Définitions : durabilité et endurance musculaire
En 2026, la science a mis en lumière un concept encore plus global et indispensable en trail : la durabilité. Considérée comme la "4e dimension" de la performance en endurance (aux côtés de la VO2max, du seuil de lactate et de l'économie de course), la durabilité est la capacité d’un athlète à maintenir ses paramètres physiologiques et biomécaniques stables au fil des heures, malgré l'accumulation de la fatigue.
L'endurance musculaire quant à elle se définit comme la capacité d'un muscle à développer et à maintenir des contractions musculaires répétées à un pourcentage relativement élevé de sa force maximale sur une période de temps prolongée. Elle se distingue de l'endurance cardiorespiratoire, souvent appelée capacité aérobie, qui correspond à la capacité du corps à capter, transporter et utiliser l'oxygène sur une longue période d'effort et qui implique à la fois les muscles, le système cardiovasculaire et le système respiratoire.

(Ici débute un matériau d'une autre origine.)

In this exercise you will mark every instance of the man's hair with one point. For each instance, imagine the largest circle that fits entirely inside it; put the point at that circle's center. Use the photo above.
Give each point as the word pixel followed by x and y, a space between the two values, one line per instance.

Ainsi, lorsque l'on parle d'endurance musculaire et de durabilité, on parle de la capacité locale des muscles et de l'ensemble du corps à résister à la fatigue pour maintenir des niveaux d'intensité d'effort élevés pendant des heures sans ralentir.
Un bon entraînement en trail doit donc cibler spécifiquement ces qualités pour développer des adaptations localisées : des fibres musculaires plus résistantes, une meilleure densité mitochondriale, une flexibilité métabolique accrue et une préservation de la commande nerveuse.
À LIRE : Comment améliorer votre endurance cardio pour progresser ?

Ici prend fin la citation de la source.